Sigh... opportunities missed. :(


Michelle said...

I feel really strongly about this issue. My community has a lot of homeschooling, and almost all of it is for the reasons you write about here. One of the worst things about it, in my view, is that the lack of real science education can really cripple children's future opportunities.

Bruce said...

We homeschooled all of our six children. All in all we did a good job. Yes we were lacking in science and higher math but this did not keep any of our children from doing well in college. Any defincies were easily addressed by taking a class or two at the college level. (Sadly college, to a large degree, is high school level training)

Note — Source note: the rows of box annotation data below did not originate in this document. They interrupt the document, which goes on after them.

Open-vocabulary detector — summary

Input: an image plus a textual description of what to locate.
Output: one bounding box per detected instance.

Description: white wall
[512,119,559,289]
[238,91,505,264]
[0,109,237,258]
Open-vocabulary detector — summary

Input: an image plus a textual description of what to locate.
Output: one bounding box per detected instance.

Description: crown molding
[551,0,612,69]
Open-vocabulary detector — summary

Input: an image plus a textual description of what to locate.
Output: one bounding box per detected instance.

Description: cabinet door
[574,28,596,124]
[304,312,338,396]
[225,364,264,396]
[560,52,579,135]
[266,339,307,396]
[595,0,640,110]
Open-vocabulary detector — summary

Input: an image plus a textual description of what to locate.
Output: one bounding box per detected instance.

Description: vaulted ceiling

We lived in San Antonio. There is no way in hell I would have sent our kids to a San Antonio public school. If a school has to have metal detectors and police officers...I don't need to know any more

We now live in rural Ohio. The schools are pretty good. I would probably send my kids to the public school here.

Here in Ohio the home schooling regulations are a joke. The only worse regulations are for non-chartered religious schools. There are NO regulations. Churches are free to start a school with NO regulation or oversight. (Texas was the same way when we lived there)

My feelings are quite mixed on education. The problems are many and our political leaders do not seem to have any clue about how to best fix the problems. Here in Ohio they seem to think more testing, school choice, vouchers, and more technology will fix everything. Meanwhile, way too many high schoolers can't write a coherent paragraph and make change at the local store.

Personally, I would like to see schools get back to focusing on the core subjects and $&@$ the testing. I would also like to see technology severely limited until the last 2 years of High School.

Do I think things will change? Nope. And that is why parents need to have education alternatives. Watching 4 family members take classes at the local community college and local university have been an eye opener for me. Our educational system is in bad shape and the only thing college graduates end up with is huge debt. As with many things, we do not have the political will to fix continue our march to the bottom.

I respect teachers and admire their hard work. I love the teacher and hate the system. :)

Andrew said...

I have mixed feelings feelings about public education as well... which is why I think homeschooling is a worthy option when one is doing it for educational motivations, and are willing to put educational concerns front and center.